Over the last week or so, something has definitely shifted in the national approach to coronavirus, life, and the determination to look beyond the current crisis towards whatever we are going to eventually come to accept as the “new normal.”

East Anglian Daily Times: Under Sir Keir Starmer's leadership, Labour has looked much more effective than it did. Picture: JESSICA TAYLOR/HOUSE OF COMMONS/PAUnder Sir Keir Starmer's leadership, Labour has looked much more effective than it did. Picture: JESSICA TAYLOR/HOUSE OF COMMONS/PA (Image: HOC/JESSICA TAYLOR)

We are still very much in the crisis. But as the Prime Minister said in his address to the nation, there is a hint of light at the end of the tunnel and we are beginning to contemplate what life will be like as we emerge from the toughest elements of the lockdown.

And one element of that emergence is the fact that politics appears to be getting back to something like normality again after eight weeks of being caught in a medical maelstrom.

That really should be worrying Boris Johnson, his ministers and Tory MPs – because I’m really not sure they realise what is about to engulf them.

We really have been going through a really strange political period over the last few weeks with Labour getting a new leader and the government apparently riding high in the small number of opinion polls that have been published.

I’m not really surprised by the government’s popularity. At times of national crisis people like to be able to feel that the people in charge know what they are doing and tend to give ministers the benefit of the doubt.

And let’s be honest. Whoever was in charge. Whatever decisions were made on testing, PPE, Nightingale Hospitals, or dealing with care home residents tens of thousands of people would have died with Covid-19 in their system.

Now, though, as we start to emerge through the other end of the crisis political arguments are starting to rear their heads and government ministers are really going to have to start earning their corn again.

Because the opposition they are facing on this side of the epidemic is very different to what they faced as the country went into crisis.

And the first signs that the public seem to realise this came in some polls last weekend which showed Labour on the rise.

The Tories will say, with some justification, that Labour really couldn’t get any lower – but the Labour leadership in late May is very different to the Labour leadership in late March. It is more organised and more professional. It looks as if the adults have taken over from the student union activists who have been playing Fantasy Politics for the last four and a half years!

Sir Keir Starmer and his team are starting to ask probing questions – and are looking like a credible opposition.

And I suspect some members of the public, who have not been too sympathetic to Labour for a decade, are beginning to listen to them.

It was a strange decision for the government to bring its Immigration Bill back to Parliament this week – seeking to close the door on low-wage immigrants that the country has been relying on so heavily for the last few weeks.

The care workers, the hospital porters and cleaners, the nursing assistants – many from the EU, many of whom would not earn enough to pass the government’s “skills” threshold – are the people that millions of us stand outside our doors every Thursday night to clap.
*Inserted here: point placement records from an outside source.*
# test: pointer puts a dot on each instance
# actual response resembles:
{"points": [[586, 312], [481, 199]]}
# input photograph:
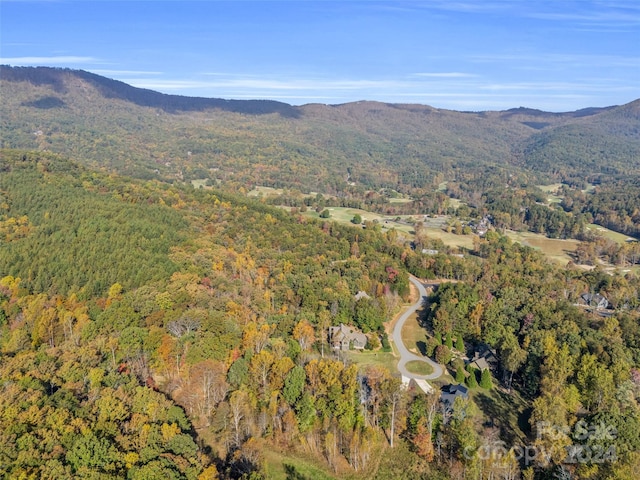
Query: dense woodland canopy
{"points": [[151, 329], [199, 366]]}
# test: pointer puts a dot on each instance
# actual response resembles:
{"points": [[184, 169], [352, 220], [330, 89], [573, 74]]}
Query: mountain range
{"points": [[108, 124]]}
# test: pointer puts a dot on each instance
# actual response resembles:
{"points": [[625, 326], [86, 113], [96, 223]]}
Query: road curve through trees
{"points": [[405, 354]]}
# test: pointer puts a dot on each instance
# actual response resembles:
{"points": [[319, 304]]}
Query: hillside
{"points": [[109, 124]]}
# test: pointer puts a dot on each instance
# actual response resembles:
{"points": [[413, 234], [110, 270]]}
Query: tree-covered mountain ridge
{"points": [[334, 148]]}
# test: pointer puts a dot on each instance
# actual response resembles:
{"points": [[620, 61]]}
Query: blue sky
{"points": [[555, 55]]}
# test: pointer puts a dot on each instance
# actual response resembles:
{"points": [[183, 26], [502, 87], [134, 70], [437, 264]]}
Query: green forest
{"points": [[171, 269]]}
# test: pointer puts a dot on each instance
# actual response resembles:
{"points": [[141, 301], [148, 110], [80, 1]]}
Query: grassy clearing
{"points": [[507, 411], [264, 191], [451, 239], [200, 183], [419, 368], [280, 466], [553, 188], [555, 249], [366, 358], [413, 335], [610, 234]]}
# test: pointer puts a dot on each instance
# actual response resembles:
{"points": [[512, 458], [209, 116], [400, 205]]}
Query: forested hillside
{"points": [[156, 327], [405, 147]]}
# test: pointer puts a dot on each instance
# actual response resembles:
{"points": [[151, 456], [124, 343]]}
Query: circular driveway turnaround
{"points": [[405, 354]]}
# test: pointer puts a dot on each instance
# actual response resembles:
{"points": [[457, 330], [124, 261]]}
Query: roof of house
{"points": [[480, 364]]}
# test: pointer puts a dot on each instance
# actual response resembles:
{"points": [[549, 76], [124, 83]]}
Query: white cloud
{"points": [[55, 60], [124, 72]]}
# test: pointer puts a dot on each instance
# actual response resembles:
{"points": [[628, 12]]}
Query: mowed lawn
{"points": [[366, 358], [555, 249], [413, 335]]}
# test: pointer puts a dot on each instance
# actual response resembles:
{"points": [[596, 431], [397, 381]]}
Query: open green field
{"points": [[610, 234], [366, 358], [451, 239], [264, 191], [507, 411], [555, 249], [553, 188], [419, 368], [413, 335], [280, 466]]}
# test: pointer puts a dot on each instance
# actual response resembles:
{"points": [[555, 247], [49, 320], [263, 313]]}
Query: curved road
{"points": [[405, 354]]}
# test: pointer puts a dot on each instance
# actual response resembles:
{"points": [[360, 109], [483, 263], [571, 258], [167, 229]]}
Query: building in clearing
{"points": [[345, 337]]}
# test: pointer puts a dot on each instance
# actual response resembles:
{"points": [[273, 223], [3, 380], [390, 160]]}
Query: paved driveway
{"points": [[405, 354]]}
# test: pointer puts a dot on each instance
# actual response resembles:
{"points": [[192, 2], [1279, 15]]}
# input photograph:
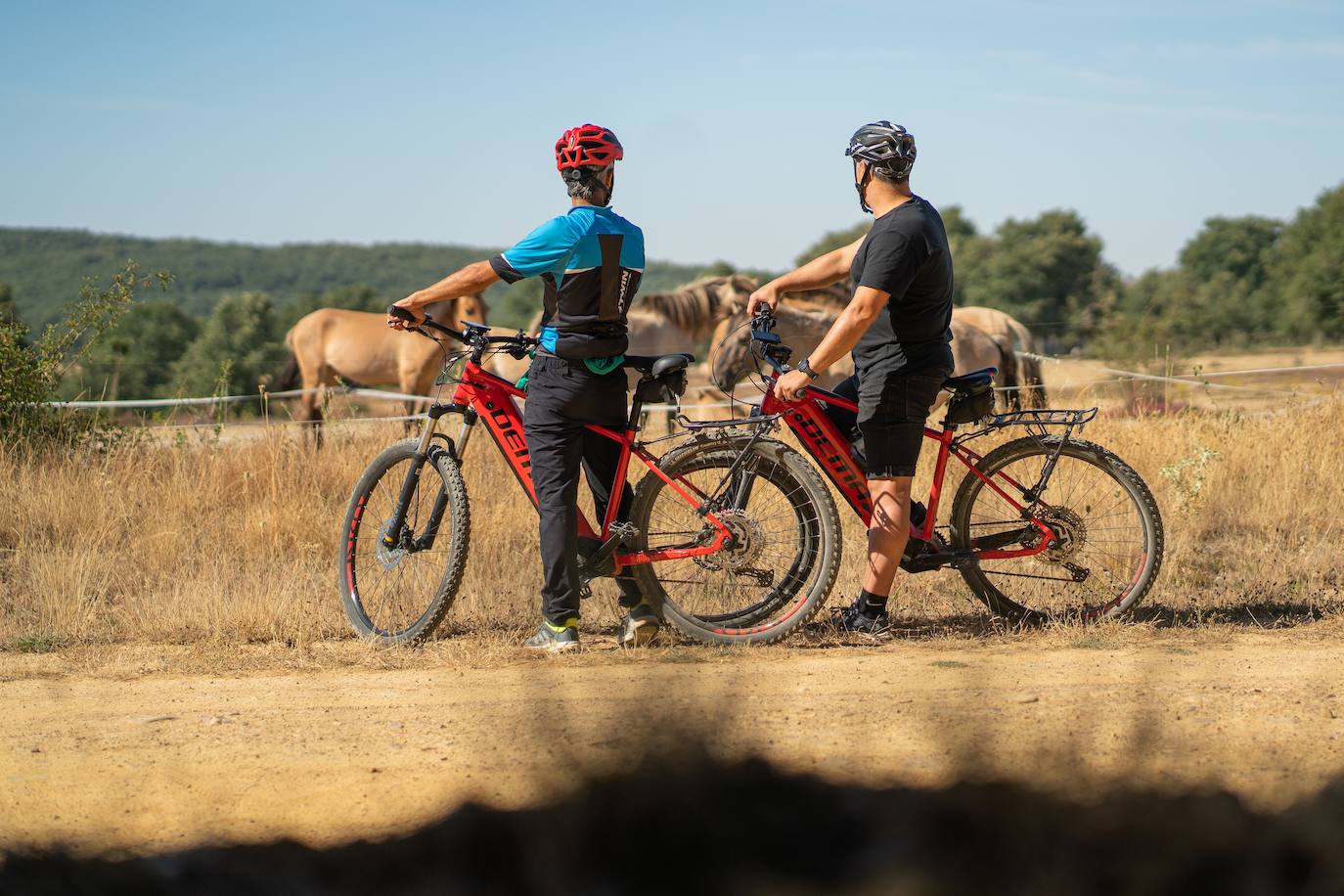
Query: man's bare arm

People of all political persuasions are joining in with the Clap for Carers – but if Labour manage to get their message through that this immigration bill could turn off the supply of carers from Poland or healthcare assistants from Portugal, that might prompt some people to think again before casting their vote at the next election.

And I was particularly disappointed to see the comment in the House of Commons this week that uncontrolled mass migration from the EU was putting pressure on some communities’ hospitals.

I accept some people believe that is the case but where is the evidence for this? Not the gut feeling of people who have read ill-informed rants in national tabloids. The actual hard evidence?

Everyone I have ever spoken to who has worked in a hospital has told me that without those born outside the UK the health service would collapse. And they make it clear they don’t just mean surgeons or ward sisters, they also mean the cleaners, the porters, and other ancillary staff.

The Immigration Bill comes back later this year. I hope that by then the government has found ways to support those people whose work is vital in the health and care sectors.